You can use this function to scrap new data directly from the Civil Registry Offices website. Just make sure you have installed the chrome driver, as pointed above.

Official note about the legal deadlines:

The family has up to 24 hours after the death to register the death in the Registry, which, in turn, has up to five days to perform the death registration, and then up to eight days to send the act done to the National Information Center of the Civil Registry ( CRC Nacional), which updates this platform.

It means: The last 13 days are always changing.

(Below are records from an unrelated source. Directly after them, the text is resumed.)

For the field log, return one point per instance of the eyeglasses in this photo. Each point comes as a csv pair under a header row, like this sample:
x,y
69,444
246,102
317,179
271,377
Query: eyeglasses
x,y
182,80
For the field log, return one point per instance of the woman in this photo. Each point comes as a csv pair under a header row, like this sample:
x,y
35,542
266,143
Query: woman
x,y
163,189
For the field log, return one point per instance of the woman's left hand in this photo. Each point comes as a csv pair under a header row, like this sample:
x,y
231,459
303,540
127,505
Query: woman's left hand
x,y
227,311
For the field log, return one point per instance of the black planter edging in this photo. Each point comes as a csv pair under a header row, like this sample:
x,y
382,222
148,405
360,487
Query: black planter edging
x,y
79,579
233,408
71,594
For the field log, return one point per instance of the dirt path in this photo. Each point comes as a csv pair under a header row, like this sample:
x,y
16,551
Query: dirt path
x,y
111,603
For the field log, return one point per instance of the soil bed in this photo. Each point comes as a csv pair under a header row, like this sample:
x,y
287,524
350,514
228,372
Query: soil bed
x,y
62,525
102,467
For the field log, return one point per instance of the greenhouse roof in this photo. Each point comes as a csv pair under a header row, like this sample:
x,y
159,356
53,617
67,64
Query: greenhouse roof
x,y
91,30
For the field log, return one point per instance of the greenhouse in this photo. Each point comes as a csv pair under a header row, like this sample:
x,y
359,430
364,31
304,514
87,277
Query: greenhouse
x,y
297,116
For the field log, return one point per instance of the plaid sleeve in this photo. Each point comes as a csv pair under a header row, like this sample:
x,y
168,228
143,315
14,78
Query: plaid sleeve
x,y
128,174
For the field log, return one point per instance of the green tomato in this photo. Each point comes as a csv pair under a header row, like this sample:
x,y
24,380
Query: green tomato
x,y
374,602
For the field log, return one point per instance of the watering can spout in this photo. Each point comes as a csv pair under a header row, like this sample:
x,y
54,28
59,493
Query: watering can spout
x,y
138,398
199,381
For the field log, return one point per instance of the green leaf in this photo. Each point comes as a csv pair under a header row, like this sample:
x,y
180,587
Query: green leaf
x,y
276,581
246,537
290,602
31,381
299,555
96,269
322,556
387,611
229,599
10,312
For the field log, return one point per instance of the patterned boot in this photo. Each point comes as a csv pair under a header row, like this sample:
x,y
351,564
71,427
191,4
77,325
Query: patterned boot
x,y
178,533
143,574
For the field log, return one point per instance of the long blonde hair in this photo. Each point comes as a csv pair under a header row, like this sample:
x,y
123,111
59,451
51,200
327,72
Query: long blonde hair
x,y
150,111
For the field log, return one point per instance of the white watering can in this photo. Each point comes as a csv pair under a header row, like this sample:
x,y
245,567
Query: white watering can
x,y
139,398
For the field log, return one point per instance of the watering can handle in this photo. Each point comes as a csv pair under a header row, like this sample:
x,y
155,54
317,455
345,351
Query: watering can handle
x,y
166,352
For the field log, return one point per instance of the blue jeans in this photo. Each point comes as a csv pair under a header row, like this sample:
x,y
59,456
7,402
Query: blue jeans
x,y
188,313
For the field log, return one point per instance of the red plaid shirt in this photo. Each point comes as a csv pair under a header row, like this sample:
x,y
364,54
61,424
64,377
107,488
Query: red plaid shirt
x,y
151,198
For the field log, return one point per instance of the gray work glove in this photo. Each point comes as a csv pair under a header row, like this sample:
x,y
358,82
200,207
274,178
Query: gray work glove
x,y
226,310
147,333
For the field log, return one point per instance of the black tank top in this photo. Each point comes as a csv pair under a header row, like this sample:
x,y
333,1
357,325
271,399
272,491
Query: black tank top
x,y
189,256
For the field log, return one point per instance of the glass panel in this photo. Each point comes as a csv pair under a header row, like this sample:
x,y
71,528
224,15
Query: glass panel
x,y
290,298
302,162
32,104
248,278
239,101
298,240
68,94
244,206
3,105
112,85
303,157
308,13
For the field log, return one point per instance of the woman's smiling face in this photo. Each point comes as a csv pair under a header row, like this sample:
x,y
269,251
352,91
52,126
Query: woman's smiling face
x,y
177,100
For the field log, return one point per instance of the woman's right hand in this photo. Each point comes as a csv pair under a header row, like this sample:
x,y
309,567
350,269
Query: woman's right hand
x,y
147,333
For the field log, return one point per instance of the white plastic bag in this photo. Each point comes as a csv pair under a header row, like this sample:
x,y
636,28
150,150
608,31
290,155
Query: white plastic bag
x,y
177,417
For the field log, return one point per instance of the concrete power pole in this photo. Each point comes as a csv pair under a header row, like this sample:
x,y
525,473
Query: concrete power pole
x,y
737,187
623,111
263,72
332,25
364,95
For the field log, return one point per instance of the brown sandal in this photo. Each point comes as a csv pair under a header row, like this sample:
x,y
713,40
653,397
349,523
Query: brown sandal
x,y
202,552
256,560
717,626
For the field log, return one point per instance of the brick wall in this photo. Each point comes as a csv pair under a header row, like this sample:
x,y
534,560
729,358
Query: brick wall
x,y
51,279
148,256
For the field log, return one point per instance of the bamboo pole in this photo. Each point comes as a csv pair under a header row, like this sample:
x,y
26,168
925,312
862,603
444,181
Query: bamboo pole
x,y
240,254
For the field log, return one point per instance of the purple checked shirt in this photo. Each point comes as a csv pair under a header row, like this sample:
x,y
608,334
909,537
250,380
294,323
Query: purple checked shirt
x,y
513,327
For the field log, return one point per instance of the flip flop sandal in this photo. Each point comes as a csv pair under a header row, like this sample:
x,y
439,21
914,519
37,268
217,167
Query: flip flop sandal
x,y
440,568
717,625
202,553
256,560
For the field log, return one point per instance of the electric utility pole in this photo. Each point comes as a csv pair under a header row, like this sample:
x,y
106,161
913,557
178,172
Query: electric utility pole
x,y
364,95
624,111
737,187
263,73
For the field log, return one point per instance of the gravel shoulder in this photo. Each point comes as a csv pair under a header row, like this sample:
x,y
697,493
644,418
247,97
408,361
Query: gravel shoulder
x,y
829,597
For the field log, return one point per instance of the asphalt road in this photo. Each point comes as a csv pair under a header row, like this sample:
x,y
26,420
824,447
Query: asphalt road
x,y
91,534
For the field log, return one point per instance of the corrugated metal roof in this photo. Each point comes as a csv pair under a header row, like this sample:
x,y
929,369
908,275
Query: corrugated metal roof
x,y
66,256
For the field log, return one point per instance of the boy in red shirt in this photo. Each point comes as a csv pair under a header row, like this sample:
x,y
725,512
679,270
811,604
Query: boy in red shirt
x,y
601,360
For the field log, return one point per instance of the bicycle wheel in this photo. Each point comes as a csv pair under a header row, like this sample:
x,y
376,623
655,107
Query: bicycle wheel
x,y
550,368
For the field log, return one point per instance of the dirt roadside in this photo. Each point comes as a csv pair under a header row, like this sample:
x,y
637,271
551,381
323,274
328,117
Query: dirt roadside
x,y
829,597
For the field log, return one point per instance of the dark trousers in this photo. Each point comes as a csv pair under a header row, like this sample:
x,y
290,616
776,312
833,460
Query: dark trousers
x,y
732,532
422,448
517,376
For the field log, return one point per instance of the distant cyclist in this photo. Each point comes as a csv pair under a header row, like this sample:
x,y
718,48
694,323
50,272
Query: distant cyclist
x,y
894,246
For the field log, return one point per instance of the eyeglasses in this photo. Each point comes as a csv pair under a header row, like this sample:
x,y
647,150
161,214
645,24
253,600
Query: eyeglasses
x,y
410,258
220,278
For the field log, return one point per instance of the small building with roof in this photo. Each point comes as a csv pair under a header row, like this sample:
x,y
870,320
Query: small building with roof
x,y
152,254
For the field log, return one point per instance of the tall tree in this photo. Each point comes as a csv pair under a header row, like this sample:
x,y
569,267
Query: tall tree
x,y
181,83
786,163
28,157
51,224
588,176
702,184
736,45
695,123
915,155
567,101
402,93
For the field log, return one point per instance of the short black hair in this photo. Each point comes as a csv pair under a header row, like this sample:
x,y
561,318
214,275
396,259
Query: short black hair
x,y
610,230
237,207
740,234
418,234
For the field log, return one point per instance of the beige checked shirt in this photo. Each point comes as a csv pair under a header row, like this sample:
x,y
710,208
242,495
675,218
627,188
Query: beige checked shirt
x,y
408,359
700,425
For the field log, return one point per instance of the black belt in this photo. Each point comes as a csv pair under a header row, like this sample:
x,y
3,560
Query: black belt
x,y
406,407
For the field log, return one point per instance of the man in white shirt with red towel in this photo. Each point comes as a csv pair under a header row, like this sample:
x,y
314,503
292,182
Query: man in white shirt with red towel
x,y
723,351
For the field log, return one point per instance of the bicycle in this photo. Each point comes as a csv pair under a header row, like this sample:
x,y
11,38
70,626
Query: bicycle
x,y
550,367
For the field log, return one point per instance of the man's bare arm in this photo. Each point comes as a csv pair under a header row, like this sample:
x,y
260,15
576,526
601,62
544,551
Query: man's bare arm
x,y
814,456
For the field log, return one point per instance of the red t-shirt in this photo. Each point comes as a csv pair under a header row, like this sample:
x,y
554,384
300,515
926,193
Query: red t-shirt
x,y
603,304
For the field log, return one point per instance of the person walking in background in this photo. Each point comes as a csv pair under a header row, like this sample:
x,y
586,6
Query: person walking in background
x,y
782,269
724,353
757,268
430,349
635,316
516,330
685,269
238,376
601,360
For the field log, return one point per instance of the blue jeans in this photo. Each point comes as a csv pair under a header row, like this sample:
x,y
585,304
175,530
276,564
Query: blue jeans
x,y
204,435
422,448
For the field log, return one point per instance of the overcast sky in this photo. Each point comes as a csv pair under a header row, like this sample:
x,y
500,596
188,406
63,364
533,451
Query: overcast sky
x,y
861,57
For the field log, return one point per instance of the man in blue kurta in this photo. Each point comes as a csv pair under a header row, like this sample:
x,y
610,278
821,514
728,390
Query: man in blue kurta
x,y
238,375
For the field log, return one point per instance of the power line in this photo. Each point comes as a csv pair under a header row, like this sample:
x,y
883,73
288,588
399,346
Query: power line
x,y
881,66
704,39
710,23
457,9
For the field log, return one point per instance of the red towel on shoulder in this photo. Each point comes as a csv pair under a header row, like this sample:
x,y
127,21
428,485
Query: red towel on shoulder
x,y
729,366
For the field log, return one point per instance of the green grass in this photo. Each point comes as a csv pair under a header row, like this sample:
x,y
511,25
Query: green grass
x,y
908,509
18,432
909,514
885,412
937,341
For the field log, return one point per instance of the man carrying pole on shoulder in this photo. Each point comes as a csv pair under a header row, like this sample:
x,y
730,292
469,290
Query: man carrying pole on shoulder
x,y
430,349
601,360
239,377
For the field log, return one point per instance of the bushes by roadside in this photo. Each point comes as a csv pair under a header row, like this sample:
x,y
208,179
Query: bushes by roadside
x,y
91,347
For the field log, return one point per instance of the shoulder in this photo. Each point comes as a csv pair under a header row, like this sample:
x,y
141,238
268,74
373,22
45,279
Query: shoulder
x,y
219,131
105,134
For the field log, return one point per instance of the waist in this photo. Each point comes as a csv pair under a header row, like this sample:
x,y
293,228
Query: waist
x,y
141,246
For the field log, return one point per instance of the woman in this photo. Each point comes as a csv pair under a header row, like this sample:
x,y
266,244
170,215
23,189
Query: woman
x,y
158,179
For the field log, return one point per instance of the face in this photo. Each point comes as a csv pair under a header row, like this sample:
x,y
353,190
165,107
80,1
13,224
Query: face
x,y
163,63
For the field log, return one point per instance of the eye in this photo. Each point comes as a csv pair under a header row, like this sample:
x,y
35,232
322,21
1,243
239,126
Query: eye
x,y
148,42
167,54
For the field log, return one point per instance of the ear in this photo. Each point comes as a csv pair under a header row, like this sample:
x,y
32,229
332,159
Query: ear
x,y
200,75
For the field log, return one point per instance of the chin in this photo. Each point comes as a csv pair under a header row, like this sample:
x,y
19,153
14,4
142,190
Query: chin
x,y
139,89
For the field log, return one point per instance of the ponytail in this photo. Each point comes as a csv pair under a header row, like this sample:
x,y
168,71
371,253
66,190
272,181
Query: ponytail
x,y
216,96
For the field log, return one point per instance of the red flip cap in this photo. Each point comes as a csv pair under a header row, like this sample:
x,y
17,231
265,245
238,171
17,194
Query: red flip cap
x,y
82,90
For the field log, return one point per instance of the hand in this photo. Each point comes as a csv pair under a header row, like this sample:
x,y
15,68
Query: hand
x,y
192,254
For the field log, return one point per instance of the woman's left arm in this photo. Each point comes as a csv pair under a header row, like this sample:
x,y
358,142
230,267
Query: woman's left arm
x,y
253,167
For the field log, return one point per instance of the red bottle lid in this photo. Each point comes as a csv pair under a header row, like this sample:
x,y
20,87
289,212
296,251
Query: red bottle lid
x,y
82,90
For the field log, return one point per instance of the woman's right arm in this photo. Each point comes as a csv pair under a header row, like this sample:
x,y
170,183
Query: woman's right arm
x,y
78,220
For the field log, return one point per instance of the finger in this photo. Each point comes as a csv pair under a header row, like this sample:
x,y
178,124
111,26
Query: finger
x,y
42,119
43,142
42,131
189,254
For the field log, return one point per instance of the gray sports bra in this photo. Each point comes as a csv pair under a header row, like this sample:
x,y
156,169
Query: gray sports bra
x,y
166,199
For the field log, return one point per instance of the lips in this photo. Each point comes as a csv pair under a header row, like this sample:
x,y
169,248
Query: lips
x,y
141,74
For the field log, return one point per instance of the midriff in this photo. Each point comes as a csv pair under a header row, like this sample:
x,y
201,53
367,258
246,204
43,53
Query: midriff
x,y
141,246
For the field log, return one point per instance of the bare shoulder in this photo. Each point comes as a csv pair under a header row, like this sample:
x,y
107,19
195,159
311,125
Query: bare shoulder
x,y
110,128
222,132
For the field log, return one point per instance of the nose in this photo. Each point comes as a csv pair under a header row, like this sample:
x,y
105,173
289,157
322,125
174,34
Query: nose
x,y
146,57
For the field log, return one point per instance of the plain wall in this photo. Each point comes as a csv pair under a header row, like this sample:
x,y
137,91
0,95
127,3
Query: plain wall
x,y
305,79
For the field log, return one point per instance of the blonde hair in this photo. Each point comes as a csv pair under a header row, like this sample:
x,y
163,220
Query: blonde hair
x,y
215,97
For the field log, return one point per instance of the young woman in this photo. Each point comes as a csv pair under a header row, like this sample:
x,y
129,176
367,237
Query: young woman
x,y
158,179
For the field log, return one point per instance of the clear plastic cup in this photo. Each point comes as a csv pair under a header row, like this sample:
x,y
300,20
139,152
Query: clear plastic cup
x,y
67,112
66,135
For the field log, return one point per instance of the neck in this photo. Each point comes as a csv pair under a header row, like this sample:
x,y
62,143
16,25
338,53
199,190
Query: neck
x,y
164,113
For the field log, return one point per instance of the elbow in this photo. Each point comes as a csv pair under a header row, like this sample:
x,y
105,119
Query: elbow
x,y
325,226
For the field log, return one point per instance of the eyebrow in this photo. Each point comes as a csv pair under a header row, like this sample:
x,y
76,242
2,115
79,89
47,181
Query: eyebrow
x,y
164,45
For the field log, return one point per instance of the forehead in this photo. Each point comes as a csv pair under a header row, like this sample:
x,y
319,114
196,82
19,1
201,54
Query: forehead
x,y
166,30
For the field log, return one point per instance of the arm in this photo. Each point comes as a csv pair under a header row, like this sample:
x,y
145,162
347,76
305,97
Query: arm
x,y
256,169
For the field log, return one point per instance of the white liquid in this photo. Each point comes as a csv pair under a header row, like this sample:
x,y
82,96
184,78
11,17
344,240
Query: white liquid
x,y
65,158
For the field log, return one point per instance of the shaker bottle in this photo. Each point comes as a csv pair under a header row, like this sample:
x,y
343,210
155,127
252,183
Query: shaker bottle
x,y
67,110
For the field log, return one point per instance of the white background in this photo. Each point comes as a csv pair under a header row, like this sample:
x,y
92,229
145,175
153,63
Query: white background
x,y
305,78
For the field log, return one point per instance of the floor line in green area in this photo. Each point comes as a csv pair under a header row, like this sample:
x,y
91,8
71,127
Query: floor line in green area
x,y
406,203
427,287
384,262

from brazil_monthly_deaths import brazil_deaths

Since it will access an external website, it will depend on your internet connection and world location. Consider selecting only the states you want to work on. For each month, for all states it may take up to 6 min to run for a single year.

df = brazil_deaths(
    years=[2015, 2016, 2017, 2018, 2019, 2020],
    months=range(1, 13, 1),
    regions=_regions_names,
    states=_states,
    filename="data",
    return_df=True,
    save_csv=True,
    verbose=True,
    *args,
    **kwargs
)

The _regions_names is:

["North", "Northeast", "South", "Southeast", "Center_West"]

The _states is:

[
  "Acre", "Amazonas", "Amapá", "Pará",
  "Rondônia", "Roraima", "Tocantins", "Paraná",
  "Rio Grande do Sul", "Santa Catarina", "Espírito Santo",
  "Minas Gerais", "Rio de Janeiro", "São Paulo",
  "Distrito Federal", "Goiás", "Mato Grosso do Sul",
  "Mato Grosso", "Alagoas", "Bahia", "Ceará",
  "Maranhão", "Paraíba", "Pernambuco",
  "Piauí", "Rio Grande do Norte", "Sergipe"
]

The *args and **kwargs are passed down to df.to_csv(..., *args, **kwargs)

update_df

Use this function after you have scraped recent data from the Civil Registry Offices website to update the data provided in this package.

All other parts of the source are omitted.